ALRB assistant general counsel Silas Shawver makes veiled threat to sue Pick Justice

One of the ALRB’s top lawyers has threatened to sue Pick Justice.

Silas Shawver, the controversial UFW activist who is now ALRB assistant general counsel, made the veiled threat in a personal email to Pick Justice Chairman Jesse Rojas.

In an email from his personal account, Shawver complained to Rojas that said he was “fired in disgrace from ALRB in 2015 for misconduct.”

“That statement is completely false,” Shawver said, claiming – while offering no evidence – that “I freely resigned from my job and leave never been subjected to any employee discipline.”

Then came the subtle threat to sue Pick Justice. This is the kind of pre-lawsuit claim that lawyers make to show that an allegation is injurious, and therefore actionable in court. On the surface, it doesn’t look like much. But to a lawyer, it’s a really big deal. Our statement, Shawver said, “is injurious to my professional reputation.”

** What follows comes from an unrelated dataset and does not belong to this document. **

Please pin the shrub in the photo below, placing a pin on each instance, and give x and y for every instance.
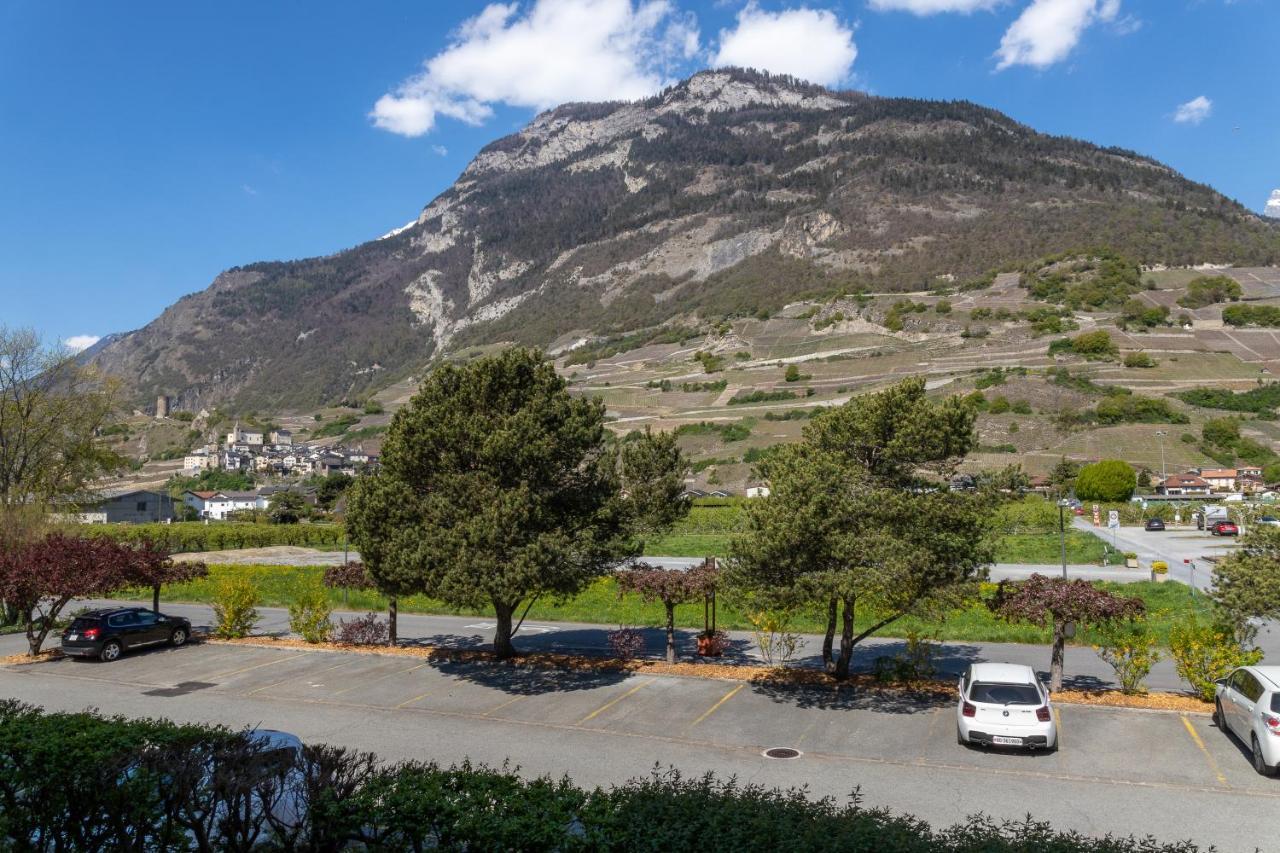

Then, Shawver started listing demands:
  • “Please remove this statement immediately from the pickjustice [sic] website, as well as from any other media where you may have published this or any other similar false statement about me.”
  • “In addition, please make sure that none of your postings on pickjustice [sic] or other media suggest that I was fired or forced to resign from my position at the ALRB in 2015. This includes, but is not limited to, your December 3, 2016 posting that claims that I was ‘sacked’ by the agency or other claims that I left ‘in disgrace’ which suggest to the reader that I was either fired or forced to leave.”
  • “Please confirm your receipt of this email and your compliance with this request.”

Of course, this was not a “request.” It was a politely worded demand.

Shawver offered no evidence to show that he was aggrieved or defamed.

History of litigation to silence critics

ALRB has spent $10 million in tax money to support Shawver’s war against Gerawan farmworkers who rejected his UFW cronies. He tried to prevent farmworkers from voting to de-certify the UFW in 2013, and, when overruled, he kept the farmworkers’ ballots in his Visalia office and said he had no plans to count them.